• En Chine aussi, on veut partager les fruits de la croissance

    Le point de vue des chroniqueurs de l'agence économique Reuters Breakingviews

    En Chine aussi, on veut partager les fruits de la croissance

     

    La Chine expérimente les enseignements d'Henry Ford. Quand l'inventeur de la chaîne d'assemblage voulut multiplier par plus de deux la paie journalière de ses ouvriers en la portant à 5 dollars en 1914, le Wall Street Journal cria au scandale. Le journal trouvait immoral de rémunérer les travailleurs au-delà de ce qu'exigeaient les conditions du marché du travail. En fait, M. Ford avait compris la puissance du levier de la productivité industrielle... et choisi d'en partager les rendements.
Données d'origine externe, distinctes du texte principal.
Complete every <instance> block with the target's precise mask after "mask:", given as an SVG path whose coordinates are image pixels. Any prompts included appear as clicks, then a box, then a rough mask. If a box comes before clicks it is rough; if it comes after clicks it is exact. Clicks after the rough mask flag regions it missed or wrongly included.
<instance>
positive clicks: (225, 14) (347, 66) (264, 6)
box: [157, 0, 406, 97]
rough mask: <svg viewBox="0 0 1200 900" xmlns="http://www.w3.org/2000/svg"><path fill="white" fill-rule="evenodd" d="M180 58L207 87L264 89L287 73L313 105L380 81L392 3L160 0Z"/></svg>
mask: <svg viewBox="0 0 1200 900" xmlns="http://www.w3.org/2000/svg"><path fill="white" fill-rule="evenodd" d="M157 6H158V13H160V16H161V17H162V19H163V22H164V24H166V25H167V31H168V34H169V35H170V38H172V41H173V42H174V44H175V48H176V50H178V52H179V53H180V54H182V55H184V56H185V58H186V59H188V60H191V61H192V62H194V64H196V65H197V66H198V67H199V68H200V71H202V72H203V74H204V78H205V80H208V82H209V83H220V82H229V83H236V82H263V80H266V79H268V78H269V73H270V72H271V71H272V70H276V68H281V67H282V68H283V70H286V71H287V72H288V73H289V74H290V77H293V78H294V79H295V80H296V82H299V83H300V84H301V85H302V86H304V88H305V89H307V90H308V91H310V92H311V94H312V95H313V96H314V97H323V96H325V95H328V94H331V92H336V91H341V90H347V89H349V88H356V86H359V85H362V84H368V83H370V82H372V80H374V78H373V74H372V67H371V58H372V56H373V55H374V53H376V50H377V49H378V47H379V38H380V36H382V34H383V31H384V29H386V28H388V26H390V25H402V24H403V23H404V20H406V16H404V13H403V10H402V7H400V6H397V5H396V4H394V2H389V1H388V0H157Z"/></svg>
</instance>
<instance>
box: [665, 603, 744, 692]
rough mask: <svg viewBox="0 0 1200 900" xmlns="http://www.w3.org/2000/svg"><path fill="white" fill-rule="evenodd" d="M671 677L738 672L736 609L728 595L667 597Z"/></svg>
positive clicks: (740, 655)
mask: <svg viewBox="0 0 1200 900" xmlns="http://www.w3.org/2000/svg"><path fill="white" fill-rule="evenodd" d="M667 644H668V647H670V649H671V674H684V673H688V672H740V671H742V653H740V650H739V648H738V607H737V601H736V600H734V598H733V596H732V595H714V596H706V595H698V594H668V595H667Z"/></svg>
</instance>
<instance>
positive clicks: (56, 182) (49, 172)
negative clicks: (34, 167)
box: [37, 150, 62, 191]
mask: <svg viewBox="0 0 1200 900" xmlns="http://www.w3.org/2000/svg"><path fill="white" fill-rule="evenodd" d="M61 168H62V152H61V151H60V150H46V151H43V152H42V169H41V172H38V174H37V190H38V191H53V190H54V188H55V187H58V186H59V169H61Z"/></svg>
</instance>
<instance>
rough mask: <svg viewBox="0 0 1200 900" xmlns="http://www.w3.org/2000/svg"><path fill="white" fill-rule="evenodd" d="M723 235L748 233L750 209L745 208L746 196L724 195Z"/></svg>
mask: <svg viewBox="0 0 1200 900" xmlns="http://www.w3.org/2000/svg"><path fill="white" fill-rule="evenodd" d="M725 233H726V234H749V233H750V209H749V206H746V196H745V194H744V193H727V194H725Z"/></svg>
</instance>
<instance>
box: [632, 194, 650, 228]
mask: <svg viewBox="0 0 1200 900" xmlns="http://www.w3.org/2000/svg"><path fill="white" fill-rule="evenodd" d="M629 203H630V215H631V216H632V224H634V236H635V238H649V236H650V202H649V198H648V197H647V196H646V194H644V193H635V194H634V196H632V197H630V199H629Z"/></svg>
    C'est au jugé qu'il avait fixé les salaires. Mais il pensait que sa stratégie serait récompensée par une élévation de la productivité : mieux rémunérés, les ouvriers mettraient plus d'ardeur au travail et seraient plus fidèles à l'entreprise. Sans compter la contribution des progrès techniques. Cette politique - augmenter les salaires et améliorer les conditions de travail autant que l'évolution de la productivité le permet - fut couronnée de succès et a inspiré de nombreux pays en phase d'industrialisation. Si elle peut apparaître sur le coup comme une politique de rémunération trop généreuse, elle se révèle être souvent un investissement qui rapporte.

    En Chine, on n'a retenu la leçon que partiellement. La part du produit national redistribuée aux travailleurs sous forme de salaire a chuté. De nombreux employeurs ne semblent pas dotés de la clairvoyance de M. Ford - il a fallu une vague de suicides pour que le fabricant Foxconn remette ses méthodes en question, et qu'il consente à relever la paie de 30 %. Toutefois, les rémunérations ont progressé. Dans de nombreuses provinces, le salaire minimum a été réévalué de 15 % à 25 % cette année.

    Certains patrons craignent que ces hausses ne compromettent la vigueur des exportations. Leur inquiétude est justifiée, mais seulement pour les entreprises dont la productivité n'augmenterait pas plus vite que le coût du travail. Ce pari de la productivité fait plus de gagnants que de perdants.

    Travailleurs mieux payés

    De leur côté, les travailleurs se réjouissent d'être mieux payés, d'autant qu'ils bénéficient d'un meilleur niveau d'éducation et de plus de temps libre. Les recettes fiscales progressent de pair avec ces revenus, ce qui donne à l'Etat des moyens supplémentaires pour s'attaquer aux problématiques environnementales et sociales.

    Plus dynamique, la consommation chinoise devrait aussi profiter aux fournisseurs étrangers. Les pays les plus pauvres, qui ne peuvent se permettre ces niveaux de salaire, verront leur croissance stimulée par l'élévation de la productivité en Chine, puisque la compétitivité de leurs filières industrielles en sera améliorée.

    Il serait possible d'obtenir les mêmes résultats qu'Henry Ford si tous les patrons consacraient leurs gains de productivité à la baisse de leurs prix. Mais à Detroit comme dans le delta de la rivière des Perles, on préfère les fins de mois plus confortables.